森下部会長は「トンネル掘削のためにどうしてもボーリングをしたければ失われる水をリアルタイムで戻す方策とセットにして提案すべきだ」「その(セットとする)切り札は田代ダムからの取水を抑制する案だ」と強硬姿勢だった。

今回の会議では、山梨県内の調査ボーリングで田代ダム取水抑制をすることなど何ら議論されなかった。つまり、山梨県内の調査ボーリングと田代ダム案とは全く関係なかったのだ。これでは「科学者失格」としか言いようがない。

さらに驚くべきことに、山梨県側の調査だけでなく、これまで頑なに認めてこなかった静岡県内の調査ボーリングも専門部会は認めてしまった。川勝氏は静岡県内の調査ボーリングを拒否していたが、一転してしまったのだ。

それで、冒頭、あまりにも不思議と書いたが、実際には、あまりにもいい加減な会議となってしまったのだ。

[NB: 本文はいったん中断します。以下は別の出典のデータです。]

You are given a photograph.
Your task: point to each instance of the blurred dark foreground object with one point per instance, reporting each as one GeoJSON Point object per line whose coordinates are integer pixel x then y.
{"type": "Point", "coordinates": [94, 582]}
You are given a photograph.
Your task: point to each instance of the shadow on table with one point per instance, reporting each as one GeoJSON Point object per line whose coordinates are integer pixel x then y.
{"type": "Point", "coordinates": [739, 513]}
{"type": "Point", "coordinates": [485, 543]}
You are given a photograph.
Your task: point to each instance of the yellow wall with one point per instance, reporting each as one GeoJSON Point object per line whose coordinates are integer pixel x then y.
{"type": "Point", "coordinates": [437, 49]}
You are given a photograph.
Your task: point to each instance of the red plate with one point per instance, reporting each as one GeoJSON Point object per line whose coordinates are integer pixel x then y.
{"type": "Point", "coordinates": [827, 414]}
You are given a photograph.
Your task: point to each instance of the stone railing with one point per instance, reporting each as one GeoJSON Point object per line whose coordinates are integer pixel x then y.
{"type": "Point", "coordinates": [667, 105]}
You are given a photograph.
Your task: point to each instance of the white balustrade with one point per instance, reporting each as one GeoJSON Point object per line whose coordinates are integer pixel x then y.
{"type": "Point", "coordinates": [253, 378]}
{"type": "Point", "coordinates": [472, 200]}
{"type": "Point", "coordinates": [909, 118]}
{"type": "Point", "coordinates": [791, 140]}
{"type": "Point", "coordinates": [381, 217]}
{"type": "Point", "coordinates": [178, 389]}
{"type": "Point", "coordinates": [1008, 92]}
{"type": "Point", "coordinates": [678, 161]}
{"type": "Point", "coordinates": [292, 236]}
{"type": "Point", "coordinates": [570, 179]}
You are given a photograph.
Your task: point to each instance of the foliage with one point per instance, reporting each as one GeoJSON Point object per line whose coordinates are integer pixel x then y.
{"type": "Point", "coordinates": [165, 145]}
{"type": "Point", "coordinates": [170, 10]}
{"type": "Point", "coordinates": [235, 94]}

「大井川利水関係協議会」のまとめ役、染谷市長は地質構造・水資源専門部会について「川勝知事の方針に沿って議論してきた専門部会であり、川勝知事が辞任するなら解体すべきだ」と主張していた。まさに、島田市長の懸念が露呈した会議となった。

結論ブレブレで静岡県行政の信頼はなくなるばかり

5月20日に調査ボーリングが再開されると、順調に行けば、県境まで5カ月ほどで到達する。その後、静岡県内の未調査区間をボーリングしていくことになる。

JR東海は田代ダムが設備改良工事のために取水停止されている2025年11月までの期間中に調査ボーリングを実施する予定だ。ただ調査ボーリングによって、静岡県の水は流出することは避けられない。

川勝氏は、JR東海との約束を根拠に、「水一滴の流出も許可できない」としてきた。川勝氏の退場とともに、JR東海との約束自体が見事に消え去ったかのようだ。

川勝氏の影響力がいかに大きかったのかわかるが、静岡県のリニア問題をうやむやにしてはならない。新知事は、まず専門部会を解体した上で、ちゃんと仕切り直すところから始めるべきである。それでなければ、静岡県行政の信頼性は完全に失われる。